In some cases the list elements are separated by comma and in some cases
the list elements are separated by colon. The server side gets these
list parameters and separates the elements, storing them into the command
implementation class.
The --properties option is represented by a Properties field in the command.
The parameter processing code can always separate these elements using colon.
Two examples...
create-connector-security-map has a --principals option where the
principal names are separated by commas.
create-file-user has a --groups option where the group names are
separated by colon.
Currently the parameter handling logic is only using colon to separate
such lists.
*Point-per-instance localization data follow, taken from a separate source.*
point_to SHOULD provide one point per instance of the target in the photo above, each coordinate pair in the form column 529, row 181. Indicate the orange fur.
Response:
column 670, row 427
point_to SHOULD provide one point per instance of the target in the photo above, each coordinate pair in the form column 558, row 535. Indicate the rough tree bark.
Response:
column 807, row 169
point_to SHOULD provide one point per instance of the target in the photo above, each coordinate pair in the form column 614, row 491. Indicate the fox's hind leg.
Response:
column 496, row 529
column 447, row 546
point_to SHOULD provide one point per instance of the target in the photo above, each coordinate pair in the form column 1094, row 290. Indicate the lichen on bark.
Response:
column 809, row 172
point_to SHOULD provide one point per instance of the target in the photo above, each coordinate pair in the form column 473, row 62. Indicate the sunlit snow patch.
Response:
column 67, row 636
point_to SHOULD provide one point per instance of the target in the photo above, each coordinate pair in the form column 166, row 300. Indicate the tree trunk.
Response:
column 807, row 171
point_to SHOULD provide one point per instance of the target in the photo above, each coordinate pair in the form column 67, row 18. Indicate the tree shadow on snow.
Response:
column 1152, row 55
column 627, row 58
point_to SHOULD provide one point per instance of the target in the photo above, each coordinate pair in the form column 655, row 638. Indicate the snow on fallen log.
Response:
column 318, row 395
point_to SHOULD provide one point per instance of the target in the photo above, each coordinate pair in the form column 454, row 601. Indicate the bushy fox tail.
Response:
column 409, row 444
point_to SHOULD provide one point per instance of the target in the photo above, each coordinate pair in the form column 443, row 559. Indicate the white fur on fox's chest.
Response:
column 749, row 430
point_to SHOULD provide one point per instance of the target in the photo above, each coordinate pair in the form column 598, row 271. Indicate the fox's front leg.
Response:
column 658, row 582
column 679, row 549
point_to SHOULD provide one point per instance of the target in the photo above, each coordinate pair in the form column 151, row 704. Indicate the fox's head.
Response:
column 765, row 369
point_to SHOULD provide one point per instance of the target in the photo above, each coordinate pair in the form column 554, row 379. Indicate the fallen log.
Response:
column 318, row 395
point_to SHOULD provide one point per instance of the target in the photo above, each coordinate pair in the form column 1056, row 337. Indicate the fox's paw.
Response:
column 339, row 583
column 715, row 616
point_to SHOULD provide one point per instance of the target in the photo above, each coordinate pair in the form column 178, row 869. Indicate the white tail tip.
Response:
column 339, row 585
Without additional metadata, it's impossible to know whether
a particular option should be separated by comma or colon. (Since the
type of the field is List<String> in both cases, there's no way to distinguish
the cases.)
As far as I can tell, the complete list of commands with comma separated
options is:
create-connector-security-map
update-connector-security-map
update-connector-work-security-map
The complete list of commands using colon as a separator is:
create-file-user
update-file-user
There seems to be three obvious ways to fix this:
1. Add the additional metadata, either as yet another element in the @Param
annotation, or as a @Separator annotation that's used in combination with
the @Param annotation. (Updating ParamModel accordingly.)
2. Accept either comma or colon in all such cases. The first comma or colon
would determine the separator used for the rest of the string.
3. The generic parameter handling logic can always use only colon (or only
comma; we decide). Commands that need a different separator can change
the type of the field from List<String> to String and then do the token
splitting internally to the command.
Anyone have an opinion as to which is preferred?